父母去世很早,他们的坟墓在父亲的老家,一个离县城有几十公里的老乡下。在父母去世之前,乡下对我是陌生的,尽管那里住着爷爷奶奶和父亲的几个弟兄。
后来,那里已经是我很熟悉的地方了——每年清明的祭奠是我去感受一种亲情的时节,抚摸墓碑是我可怜的寄托。但是,永远没有“家”的感觉,那座坟茔,只是父母的归属,村子里的鸡鸣狗吠和袅袅炊烟,离我很远很远。那种心情,正如余光中的《乡愁》:“后来啊/乡愁是一方矮矮的坟墓/我在外头/母亲在里头”。
清明节那二伯家的豆腐
几十年的光阴如流水般过去,父母留在我心中的依然是永远不老的年轻的面容。心中的创伤,是时光无法填补的坑坑洼洼。愁肠,是岁月无法割断的幽怨。

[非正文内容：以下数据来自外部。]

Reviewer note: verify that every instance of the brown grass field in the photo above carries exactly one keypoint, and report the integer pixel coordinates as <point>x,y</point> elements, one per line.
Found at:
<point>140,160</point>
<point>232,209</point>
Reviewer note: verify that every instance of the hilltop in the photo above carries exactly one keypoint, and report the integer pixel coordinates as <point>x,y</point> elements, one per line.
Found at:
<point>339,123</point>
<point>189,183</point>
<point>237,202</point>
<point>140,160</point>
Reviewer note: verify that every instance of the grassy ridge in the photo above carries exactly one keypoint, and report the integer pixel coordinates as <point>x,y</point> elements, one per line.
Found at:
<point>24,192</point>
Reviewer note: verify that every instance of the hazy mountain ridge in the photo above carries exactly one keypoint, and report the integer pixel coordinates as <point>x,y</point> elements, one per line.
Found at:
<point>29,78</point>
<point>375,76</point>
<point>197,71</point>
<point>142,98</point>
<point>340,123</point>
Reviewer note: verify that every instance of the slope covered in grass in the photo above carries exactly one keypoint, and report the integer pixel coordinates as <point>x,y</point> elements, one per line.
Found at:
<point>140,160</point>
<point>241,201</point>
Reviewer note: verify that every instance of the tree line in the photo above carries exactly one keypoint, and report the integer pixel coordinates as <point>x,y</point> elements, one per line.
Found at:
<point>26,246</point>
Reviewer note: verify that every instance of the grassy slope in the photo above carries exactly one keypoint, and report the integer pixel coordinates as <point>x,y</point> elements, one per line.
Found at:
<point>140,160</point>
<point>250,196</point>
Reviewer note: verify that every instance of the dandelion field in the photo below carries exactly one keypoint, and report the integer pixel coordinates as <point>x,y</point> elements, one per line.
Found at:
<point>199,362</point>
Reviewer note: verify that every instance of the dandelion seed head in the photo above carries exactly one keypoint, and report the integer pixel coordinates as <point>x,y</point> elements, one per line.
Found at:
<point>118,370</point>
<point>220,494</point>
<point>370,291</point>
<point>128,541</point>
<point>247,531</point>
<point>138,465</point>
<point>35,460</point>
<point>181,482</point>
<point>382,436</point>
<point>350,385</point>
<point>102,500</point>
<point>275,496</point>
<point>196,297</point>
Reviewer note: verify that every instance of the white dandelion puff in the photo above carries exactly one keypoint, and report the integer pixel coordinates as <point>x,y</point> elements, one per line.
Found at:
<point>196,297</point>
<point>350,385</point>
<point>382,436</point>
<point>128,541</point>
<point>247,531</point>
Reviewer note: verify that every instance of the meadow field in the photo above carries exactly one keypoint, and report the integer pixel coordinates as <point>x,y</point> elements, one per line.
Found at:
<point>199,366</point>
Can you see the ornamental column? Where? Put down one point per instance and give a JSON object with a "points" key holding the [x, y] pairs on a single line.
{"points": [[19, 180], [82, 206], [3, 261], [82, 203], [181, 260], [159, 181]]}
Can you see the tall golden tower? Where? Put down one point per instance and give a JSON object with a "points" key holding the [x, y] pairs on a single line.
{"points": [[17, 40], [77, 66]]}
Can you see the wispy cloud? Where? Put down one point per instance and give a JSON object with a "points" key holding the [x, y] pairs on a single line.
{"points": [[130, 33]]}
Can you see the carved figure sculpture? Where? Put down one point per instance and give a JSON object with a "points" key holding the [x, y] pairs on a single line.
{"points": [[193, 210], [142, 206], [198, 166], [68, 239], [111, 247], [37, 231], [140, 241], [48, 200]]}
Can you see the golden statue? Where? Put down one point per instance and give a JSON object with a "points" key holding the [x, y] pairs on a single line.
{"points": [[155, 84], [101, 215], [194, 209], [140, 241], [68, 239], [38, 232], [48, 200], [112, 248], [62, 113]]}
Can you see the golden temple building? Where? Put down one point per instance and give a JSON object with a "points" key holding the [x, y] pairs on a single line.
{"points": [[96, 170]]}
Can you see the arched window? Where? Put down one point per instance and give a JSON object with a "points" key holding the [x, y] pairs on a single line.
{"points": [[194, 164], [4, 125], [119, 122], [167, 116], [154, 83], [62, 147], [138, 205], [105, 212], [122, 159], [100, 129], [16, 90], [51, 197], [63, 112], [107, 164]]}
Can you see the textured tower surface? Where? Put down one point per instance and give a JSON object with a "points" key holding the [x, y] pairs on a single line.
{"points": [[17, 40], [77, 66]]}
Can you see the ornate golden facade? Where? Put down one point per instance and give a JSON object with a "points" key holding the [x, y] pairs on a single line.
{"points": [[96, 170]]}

父母的坟墓在村口。每年的祭祀,我们必定是把车子停在路边,首先到坟墓跟前。村子里的亲戚们不一会儿就会聚拢过来。然后,到各家坐坐,最后,到二伯家吃饭。这似乎已经成为了每年的惯例。 每年二伯家的饭菜,都少不了一大锅现磨先做的豆腐。就在年复一年之间,二伯成为了八十几岁的老人。
大家在门外聊天,二伯母听不见,静静地坐在堂屋的门槛边上,不知道在想些什么
上周末去上坟,依然是到二伯家午饭,依然是一锅热腾腾的豆腐。只是,这些年二伯母已经做不动家务活了,佝偻着身子,耳朵也聋了,二伯去年摔了一跤,大伤元气,现在也离不开拐杖。做豆腐的做饭的活儿,早已是六十来岁的大嫂的事情了。 二伯很慈祥,很多年以来,看到他就像见到自己的父亲。其实,父亲的三个弟兄,大伯是和父亲长得最像的,大伯没有过世的时候,每次看到他我都会流眼泪,真希望他就是自己的爸爸。幺叔和父亲长得不像,所以也就没有特别的感情。倒是二伯每年的那一锅豆腐,让我感受到了父亲的温暖和亲情。只是,不知道这每年一锅的豆腐会享用到何年。只是希望二伯能够健康长寿,能够给我多看几年。